Kriege um Energieträger toben nicht nur auf persischen Ölfeldern, sie toben auch im eigenen Land. Eine der stärksten Waffen der heimischen Rohstoffkrieger ist das Bergrecht. Es stammt noch aus den Zeiten des Obrigkeitstaates. Mit Rechtstaatlichkeit, mit Gleichheit vor dem Recht, mit Minderheitenschutz hat es nur wenig gemein, denn die Interessen der Energieversorger werden schlicht über die Interessen von Betroffenen gestellt. Also wurde und wird umgesiedelt, enteignet und den Anwohnern Gefahren zugemutet. Nur weil die Entschädigungen großzügig ausfallen, ist der Widerstand gegen Braunkohlengruben oder Bergsenkungen übersichtlich geblieben. Das Urteil des Bundesverwaltungsgerichts Leipzig markiert nun hoffentlich den Einstieg in den Ausstieg aus dem Bergrecht.

KOMMENTAR VON CHRISTOPH SCHURIAN

Das fußt nicht nur auf einem vorsintflutlichen Rechtsverständnis, es dient auch zur Durchsetzung von durchsichtigen ökonomischen Interessen. Denn wer da hier und heute seine Recht durchsetzt, handelt nicht mehr im Allgemeininteresse. Virtuos bedienen sich längst entstaatlichte Energiekonzerne des Bergrechts. Wenn RAG oder RWE ihre Interessen durchsetzen, dann tun sie das nicht für Staat und Bürger, sondern für ihre Bücher. Es ist ein Relikt, genauso gut könnte Mercedes-Benz den Einbau von Katalysatoren oder Maßnahmen zur Lärmminderung nach einem ermüdenden Anhörungsverfahren ablehnen, weil die Marktchancen der Autoschmiede schlechter würden – und das können ja bekanntlich nicht im Interesse der Volkswirtschaft liegen.

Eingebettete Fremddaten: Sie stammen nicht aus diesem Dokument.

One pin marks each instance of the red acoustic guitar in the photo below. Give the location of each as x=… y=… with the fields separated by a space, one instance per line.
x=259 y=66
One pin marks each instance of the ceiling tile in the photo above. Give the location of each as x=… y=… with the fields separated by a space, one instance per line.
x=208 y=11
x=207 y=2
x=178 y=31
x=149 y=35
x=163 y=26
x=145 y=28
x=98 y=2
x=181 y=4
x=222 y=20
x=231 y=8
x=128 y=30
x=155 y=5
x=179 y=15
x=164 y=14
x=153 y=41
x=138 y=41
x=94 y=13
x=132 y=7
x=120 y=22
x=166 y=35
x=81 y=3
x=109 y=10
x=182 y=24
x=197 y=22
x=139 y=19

Vielleicht wird durch das Urteil endlich Waffengleichheit hergestellt. Wer gegen Rahmenbetriebspläne klagen kann, kann auch mit den Schürfkonzernen auf Augenhöhe verhandeln. Und dann winkt statt der Entschädigung eine happige Gewinnbeteiligung an den Bodenschätzen unter den Feldern oder Gärten.